A dirla tutta David Robinson mi è sempre stato un po' sulle balle, non solo nel senso del giocatore, ma anche in quello del videogioco per Mega Drive. Sarà che sono i San Antonio Spurs a non andarmi giù come squadra o sarà che la casa madre Sega non ci ha mai preso quando si trattava di basket, salvo rare eccezioni, ma il qui presente David Robinson's Supreme Court (Sega via ACME Interactive, 1992) per me è sempre stato una seconda scelta rispetto agli analoghi tentativi di Electronic Arts.

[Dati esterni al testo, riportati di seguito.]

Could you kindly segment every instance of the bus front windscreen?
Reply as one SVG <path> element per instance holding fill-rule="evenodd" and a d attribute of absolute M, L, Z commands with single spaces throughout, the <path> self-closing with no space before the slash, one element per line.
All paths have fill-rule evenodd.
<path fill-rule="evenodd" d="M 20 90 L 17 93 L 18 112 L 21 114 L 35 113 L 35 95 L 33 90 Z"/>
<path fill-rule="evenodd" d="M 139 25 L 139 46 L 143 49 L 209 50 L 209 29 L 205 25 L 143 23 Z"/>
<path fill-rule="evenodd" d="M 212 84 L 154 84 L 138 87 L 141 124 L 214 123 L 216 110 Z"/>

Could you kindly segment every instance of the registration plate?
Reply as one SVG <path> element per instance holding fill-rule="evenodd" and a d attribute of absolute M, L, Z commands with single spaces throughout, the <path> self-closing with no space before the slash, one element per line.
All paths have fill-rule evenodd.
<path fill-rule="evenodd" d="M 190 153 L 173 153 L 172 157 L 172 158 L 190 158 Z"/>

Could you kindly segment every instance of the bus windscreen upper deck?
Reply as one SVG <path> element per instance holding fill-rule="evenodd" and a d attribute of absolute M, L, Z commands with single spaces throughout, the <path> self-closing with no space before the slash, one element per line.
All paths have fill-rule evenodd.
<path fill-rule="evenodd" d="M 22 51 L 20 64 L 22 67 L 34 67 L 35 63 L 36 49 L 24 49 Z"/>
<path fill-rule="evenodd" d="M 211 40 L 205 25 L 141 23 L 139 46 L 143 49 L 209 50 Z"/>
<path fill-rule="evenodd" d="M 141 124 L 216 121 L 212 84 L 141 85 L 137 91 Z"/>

Il discorso si potrebbe allargare ad altre simulazioni sportive edite da Sega in quei lontani anni, come il più famoso Joe Montana Football (di cui, curiosamente, veniva regalato un poster con ogni copia di David Robinson's Supreme Court). Il fatto è abbastanza interessante, perché i difetti dell'uno corrispondono a quelli dell'altro e questo finisce per evidenziarli ancora di più. Ad esempio in tutti e due i giochi manca un riferimento alle autentiche squadre di lega NBA o NFL: coincidenza facilmente spiegabile con la solita taccagneria organizzativa di casa Sega. Inoltre: i meccanismi di gioco di tutti e due i titoli divergono da quelli comunemente adottati, con in più qualche gradevole variante (qui i vari tipi di schiacciate, per dire) che non riesce però a compensare la natura limitata della simulazione. Per finire, in tutti e due i casi i programmatori hanno optato per qualche trovata di grande effetto, come il commento audio di Joe Montana 2 o l'inquadratura isometrica utilizzata in questa occasione - fatto ancora raro prima che i tipi di Electronic Arts sdoganassero questo tipo di ripresa nei giochi sportivi.

L'originalità dell'inquadratura si spinge anche oltre, con una rotazione di 180 gradi che viene prodotta ogni volta che viene oltrepassata la metà campo: l'idea sarebbe di per sé buona, perché consente di mantenere sempre un angolo di visuale ottimale, ma in realtà il tutto risulta abbastanza forzato se non addirittura fastidioso agli occhi dei più. Alla fine, tra quattro squadre in croce e giocatori di pura fantasia (con nomi storpiati e loghi inventati), una ispirazione decisamente arcade che sarà pure piacevole ma rende le azioni tutte uguali, una grafica dettagliata ma non da urlo, una presentazione raffazzonata e un audio che di certo non fa la differenza, di vere ragioni per scegliere David Robinson's Supreme Court nel mare dei giochi di basket non ce ne erano e non ce ne sono poi molte, salvo improvvise simpatie. Che possono riguardare: la possibilità di giocare in tre contro tre, la voglia di provare qualcosa di alternativo, quella di non farsi venire il mal di testa a furia di non produrre un gioco efficace o quella di ritrovarsi con un ritmo più elevato rispetto a quello proverbialmente lento di Lakers versus Celtics e dei suoi derivati. Non che si possa parlare di vero disastro, insomma, ma anche a causa di qualche incertezza nelle traiettorie della palla e nei marcamenti, davvero non si può nemmeno parlare di scelta obbligata.